It’s been more than two years since the economy cratered and we still have no explanation as to what happened.

Calls for a “modern version of the Pecora Hearings — the Senate Banking Committee hearings in the 1930s that laid bare the inner (and rotten) workings of the biggest financial firms” — have fallen on deaf ears.

But there’s still a chance we can get to the bottom of the mess — if we listen to Simon Johnson. The economist and MIT professor is calling for confirmation hearings for Elizabeth Warren as the official head of the new Consumer Financial Protection Bureau.

A proper Senate confirmation hearing would be the perfect platform for Ms. Warren to explain, (a) not only do “too big to fail” banks now constitute and hugely dangerous government subsidy scheme, but (b) based on these subsidies, they are becoming larger and acquiring more market power that can be — and has been — used to abuse consumers in a nontransparent fashion.

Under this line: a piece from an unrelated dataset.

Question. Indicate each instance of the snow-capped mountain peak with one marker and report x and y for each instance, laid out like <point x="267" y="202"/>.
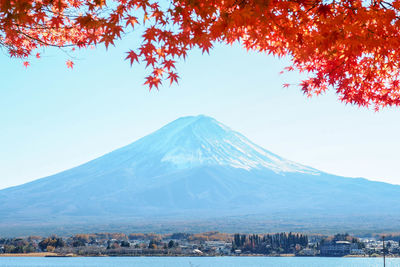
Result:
<point x="200" y="140"/>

All attempts so far to construct some form of Pecora Hearings have failed — partly because the issues are complex and partly because of partisan fighting. The Financial Crisis Inquiry Commission made some progress but could reach no consensus (or bring anyone to justice). Senator Levin’s hearings into Goldman Sachs grabbed attention and were most helpful in the Dodd-Frank reform debate but again no one is going to jail — and few people even grasp what were the real issues at stake. And the Department of Justice has preferred to pursue insider trading cases, perhaps taking the view that these are easier to explain to juries.

But Elizabeth Warren cuts through the complexity and offers a message that — outside of Washington — plays well across the political spectrum.

Her message is simple: the consumer “market” for financial products does not operate like a proper market because leading firms (bigger banks and also nonbanks, like some payday lenders) have figured out how to make a great deal of money by confusing their customers.

Will the president make the nomination? We can hope, but we shouldn’t get our hopes up.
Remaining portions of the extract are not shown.